G9a (euchromatic histone lysine methyltransferase 2, EHMT2) is another nuclear KMT belonging to the Su(var) 3–9 family that catalyzes histone H3K9 methylation (223, 224). G9a is higher in a subset of MB tumors, specifically those belonging to groups 3 and 4 (57). In conjunction with G9a, the repressor element-1 silencing transcription factor (REST) works to repress transcription by modifying chromatin through methylation of H3K9. In MB, increased expression of REST and, in turn, G9a activity leads to the subsequent downregulation of USP37 through methylation at its promoter region.

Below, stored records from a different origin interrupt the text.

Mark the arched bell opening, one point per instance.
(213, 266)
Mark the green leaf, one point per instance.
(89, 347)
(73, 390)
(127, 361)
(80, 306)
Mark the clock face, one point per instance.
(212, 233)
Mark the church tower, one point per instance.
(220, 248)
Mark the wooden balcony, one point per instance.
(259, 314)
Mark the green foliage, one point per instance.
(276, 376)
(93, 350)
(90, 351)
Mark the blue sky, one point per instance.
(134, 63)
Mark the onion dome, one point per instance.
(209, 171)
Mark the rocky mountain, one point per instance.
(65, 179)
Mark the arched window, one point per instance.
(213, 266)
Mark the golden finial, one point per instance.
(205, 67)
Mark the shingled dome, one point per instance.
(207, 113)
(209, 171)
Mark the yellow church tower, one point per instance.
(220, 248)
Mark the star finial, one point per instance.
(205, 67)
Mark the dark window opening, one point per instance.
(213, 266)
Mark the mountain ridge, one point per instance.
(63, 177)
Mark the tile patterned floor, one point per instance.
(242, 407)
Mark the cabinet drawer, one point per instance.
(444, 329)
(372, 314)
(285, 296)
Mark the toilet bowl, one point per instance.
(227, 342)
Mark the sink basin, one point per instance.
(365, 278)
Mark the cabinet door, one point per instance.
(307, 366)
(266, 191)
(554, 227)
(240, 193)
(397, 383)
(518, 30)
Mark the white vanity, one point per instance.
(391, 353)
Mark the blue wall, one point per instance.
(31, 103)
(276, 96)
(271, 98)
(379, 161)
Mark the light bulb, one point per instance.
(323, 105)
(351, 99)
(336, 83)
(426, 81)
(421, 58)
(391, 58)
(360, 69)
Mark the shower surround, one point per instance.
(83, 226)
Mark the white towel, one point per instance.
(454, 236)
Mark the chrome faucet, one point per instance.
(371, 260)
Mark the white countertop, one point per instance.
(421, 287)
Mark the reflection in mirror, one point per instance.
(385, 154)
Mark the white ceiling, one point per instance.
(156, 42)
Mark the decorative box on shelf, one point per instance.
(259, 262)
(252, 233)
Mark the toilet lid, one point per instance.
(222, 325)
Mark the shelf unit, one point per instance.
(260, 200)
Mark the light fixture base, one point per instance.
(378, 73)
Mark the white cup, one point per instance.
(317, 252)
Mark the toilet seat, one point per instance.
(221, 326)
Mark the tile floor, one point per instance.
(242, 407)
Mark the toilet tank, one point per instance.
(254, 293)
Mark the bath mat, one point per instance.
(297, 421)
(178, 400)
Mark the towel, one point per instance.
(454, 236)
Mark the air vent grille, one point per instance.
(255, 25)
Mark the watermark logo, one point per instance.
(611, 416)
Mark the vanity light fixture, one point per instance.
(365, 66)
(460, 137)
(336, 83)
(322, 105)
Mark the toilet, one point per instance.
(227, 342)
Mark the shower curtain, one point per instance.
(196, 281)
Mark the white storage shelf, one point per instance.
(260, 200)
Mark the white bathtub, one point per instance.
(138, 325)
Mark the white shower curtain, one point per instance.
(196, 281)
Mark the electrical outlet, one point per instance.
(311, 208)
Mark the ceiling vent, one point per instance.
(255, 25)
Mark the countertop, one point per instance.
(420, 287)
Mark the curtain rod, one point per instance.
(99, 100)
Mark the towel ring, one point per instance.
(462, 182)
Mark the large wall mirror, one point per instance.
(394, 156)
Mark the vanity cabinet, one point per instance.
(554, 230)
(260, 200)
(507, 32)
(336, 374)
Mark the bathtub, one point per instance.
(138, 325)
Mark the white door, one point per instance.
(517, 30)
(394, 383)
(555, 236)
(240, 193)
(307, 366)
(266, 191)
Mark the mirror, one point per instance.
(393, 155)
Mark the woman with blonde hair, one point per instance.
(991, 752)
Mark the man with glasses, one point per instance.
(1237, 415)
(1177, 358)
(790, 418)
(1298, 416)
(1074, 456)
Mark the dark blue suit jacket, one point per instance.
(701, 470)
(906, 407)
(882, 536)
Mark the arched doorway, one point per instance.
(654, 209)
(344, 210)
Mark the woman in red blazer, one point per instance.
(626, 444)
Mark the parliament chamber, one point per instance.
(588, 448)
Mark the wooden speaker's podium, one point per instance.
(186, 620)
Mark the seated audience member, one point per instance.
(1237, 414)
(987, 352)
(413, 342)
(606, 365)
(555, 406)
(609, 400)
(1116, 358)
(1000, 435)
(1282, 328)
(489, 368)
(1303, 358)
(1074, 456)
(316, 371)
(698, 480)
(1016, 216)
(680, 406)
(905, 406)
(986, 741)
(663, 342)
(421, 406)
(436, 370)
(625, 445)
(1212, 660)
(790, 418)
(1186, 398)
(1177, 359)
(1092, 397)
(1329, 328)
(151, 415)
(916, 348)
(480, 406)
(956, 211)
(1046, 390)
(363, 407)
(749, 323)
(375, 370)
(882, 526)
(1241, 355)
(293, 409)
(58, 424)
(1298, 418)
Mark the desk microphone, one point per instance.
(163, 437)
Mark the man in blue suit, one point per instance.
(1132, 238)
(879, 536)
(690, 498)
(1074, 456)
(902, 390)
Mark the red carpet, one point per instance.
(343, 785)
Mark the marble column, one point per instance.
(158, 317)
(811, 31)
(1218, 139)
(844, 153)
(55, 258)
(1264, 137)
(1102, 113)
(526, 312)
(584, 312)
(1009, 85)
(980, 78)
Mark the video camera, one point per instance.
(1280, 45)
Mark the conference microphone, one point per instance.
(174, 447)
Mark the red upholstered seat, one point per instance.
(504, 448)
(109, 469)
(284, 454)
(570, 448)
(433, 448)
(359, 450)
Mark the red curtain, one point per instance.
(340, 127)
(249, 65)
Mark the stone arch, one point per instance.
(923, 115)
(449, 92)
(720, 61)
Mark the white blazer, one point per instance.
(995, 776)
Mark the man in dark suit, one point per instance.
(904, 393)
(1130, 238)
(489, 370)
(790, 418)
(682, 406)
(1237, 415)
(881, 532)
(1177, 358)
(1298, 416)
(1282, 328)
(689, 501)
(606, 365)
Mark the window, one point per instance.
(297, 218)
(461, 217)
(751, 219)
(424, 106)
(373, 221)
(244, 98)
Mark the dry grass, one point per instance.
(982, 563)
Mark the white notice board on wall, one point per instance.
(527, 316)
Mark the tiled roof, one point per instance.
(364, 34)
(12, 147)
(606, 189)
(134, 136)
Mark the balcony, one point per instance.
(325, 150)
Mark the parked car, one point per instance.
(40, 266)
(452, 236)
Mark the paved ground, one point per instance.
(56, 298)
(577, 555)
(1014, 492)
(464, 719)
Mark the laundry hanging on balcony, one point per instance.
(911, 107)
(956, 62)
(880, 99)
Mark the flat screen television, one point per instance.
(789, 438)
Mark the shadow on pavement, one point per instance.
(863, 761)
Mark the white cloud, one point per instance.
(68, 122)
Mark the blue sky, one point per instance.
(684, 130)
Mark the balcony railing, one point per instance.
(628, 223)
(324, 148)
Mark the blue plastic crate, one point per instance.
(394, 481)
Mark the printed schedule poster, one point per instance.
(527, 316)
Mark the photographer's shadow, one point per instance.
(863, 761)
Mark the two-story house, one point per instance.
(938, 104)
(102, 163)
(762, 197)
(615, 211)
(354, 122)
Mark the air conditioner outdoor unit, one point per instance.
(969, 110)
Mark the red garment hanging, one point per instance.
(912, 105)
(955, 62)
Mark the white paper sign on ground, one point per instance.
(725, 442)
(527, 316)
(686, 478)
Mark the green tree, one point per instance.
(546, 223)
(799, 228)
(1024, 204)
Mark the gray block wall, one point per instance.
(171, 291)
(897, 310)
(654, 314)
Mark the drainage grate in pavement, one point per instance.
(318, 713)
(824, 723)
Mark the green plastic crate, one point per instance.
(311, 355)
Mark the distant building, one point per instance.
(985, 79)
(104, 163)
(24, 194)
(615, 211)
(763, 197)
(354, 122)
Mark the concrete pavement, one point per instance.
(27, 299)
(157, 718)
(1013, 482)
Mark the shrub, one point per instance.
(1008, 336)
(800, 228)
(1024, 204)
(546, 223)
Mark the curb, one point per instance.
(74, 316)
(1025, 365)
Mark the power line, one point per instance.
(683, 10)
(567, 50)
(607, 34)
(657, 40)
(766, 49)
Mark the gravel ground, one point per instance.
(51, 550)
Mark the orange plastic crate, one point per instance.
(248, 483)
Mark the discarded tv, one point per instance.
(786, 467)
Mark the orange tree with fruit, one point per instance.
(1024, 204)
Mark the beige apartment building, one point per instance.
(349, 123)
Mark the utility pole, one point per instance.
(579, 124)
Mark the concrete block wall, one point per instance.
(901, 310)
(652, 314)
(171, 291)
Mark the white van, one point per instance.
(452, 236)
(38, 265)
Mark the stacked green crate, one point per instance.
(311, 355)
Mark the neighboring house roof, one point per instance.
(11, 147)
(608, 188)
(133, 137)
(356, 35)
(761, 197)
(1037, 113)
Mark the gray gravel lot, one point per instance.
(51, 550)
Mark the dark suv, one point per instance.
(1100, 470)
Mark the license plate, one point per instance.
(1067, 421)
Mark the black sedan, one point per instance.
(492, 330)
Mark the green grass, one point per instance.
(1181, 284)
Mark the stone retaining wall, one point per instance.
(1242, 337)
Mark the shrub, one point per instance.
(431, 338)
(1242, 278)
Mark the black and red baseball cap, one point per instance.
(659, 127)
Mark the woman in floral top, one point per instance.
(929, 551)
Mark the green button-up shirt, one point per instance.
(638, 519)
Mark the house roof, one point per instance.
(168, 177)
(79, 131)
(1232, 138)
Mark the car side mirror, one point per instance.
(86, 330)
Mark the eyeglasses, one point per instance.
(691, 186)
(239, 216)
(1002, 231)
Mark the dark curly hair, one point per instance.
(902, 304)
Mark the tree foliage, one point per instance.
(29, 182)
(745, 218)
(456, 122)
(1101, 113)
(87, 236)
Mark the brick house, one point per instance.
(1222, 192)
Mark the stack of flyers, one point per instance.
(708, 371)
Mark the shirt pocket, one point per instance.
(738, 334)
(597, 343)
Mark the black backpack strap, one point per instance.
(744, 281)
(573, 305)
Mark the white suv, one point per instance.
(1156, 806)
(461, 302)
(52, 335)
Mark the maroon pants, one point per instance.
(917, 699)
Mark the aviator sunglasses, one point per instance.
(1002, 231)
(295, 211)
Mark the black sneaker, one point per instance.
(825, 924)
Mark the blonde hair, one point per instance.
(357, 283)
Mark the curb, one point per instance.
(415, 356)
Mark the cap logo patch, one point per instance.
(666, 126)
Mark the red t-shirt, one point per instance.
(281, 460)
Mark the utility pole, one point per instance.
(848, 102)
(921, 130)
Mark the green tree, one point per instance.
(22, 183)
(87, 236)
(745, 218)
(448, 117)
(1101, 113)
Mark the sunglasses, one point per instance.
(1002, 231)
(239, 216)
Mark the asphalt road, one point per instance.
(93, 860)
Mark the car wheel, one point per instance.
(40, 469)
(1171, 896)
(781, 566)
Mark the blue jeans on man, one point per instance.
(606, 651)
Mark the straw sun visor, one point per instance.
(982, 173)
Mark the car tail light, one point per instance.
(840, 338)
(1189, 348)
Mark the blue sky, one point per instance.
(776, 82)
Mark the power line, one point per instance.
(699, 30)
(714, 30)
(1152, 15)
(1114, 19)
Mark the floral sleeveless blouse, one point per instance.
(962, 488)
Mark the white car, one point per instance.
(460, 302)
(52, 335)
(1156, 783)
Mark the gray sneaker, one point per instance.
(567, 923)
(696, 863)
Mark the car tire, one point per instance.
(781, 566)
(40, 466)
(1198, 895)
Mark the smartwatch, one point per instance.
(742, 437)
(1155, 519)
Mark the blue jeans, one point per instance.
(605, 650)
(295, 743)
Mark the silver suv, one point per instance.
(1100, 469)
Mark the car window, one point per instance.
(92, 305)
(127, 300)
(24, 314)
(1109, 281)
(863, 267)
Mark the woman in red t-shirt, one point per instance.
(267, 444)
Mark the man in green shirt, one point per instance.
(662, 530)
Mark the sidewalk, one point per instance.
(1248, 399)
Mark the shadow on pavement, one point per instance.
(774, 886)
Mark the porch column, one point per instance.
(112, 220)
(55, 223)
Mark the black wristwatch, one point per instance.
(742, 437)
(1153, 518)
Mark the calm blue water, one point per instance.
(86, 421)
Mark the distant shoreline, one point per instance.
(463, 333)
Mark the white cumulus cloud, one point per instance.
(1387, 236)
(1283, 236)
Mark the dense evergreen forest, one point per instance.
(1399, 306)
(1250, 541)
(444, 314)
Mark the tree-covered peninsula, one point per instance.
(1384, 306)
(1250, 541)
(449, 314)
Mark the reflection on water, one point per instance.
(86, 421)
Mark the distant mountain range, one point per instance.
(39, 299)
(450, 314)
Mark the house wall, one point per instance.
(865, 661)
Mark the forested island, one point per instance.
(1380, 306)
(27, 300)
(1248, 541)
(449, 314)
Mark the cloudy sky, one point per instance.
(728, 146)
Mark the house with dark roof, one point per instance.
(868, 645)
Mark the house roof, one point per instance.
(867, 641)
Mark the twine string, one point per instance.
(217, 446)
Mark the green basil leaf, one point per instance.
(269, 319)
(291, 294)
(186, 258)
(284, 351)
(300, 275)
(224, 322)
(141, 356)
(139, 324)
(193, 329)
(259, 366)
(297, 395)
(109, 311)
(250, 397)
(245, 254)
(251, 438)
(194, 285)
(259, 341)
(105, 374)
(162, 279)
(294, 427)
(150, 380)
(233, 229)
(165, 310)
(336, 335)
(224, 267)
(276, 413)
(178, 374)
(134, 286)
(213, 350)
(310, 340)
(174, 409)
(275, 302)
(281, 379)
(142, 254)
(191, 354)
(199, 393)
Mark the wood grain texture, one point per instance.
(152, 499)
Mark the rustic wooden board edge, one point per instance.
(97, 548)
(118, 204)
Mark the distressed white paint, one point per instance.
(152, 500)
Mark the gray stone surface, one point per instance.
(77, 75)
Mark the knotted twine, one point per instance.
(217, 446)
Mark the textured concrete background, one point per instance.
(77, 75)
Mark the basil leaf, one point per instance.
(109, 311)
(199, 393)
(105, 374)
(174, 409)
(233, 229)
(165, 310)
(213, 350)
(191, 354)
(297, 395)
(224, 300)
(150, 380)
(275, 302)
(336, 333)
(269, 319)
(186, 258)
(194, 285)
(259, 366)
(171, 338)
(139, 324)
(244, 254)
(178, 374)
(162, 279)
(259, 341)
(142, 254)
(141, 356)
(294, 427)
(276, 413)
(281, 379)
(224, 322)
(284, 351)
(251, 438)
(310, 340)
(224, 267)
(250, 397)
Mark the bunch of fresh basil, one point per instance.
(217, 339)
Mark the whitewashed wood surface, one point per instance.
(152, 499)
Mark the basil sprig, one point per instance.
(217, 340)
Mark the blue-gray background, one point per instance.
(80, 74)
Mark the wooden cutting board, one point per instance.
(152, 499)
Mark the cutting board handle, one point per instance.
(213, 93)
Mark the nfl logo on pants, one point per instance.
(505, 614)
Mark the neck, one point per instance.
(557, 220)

USP37 is a component of the ubiquitin system implicated in the regulation of cell proliferation and reduced expression (225). Higher expression of G9a and REST both may be indicators of poor prognosis in this subset of MB (57, 225). Interestingly, higher levels of REST and USP7 (deubiquitylase) are reported in SHH-MB and are associated with increased LSD1/KDM1A expression (226). In vitro, cell migration was promoted by REST elevation in conjunction with elevated LSD1, and pharmacological inhibition of LSD1 decreased cell migration and viability (226). While REST is elevated in multiple MB subtypes, the distinct co-expression of opposing histone modifying enzymes like G9a and LSD1/KDM1A reveals that REST’s functional consequences are dependent on the specific epigenetic context, underscoring the complexity of its role in MB.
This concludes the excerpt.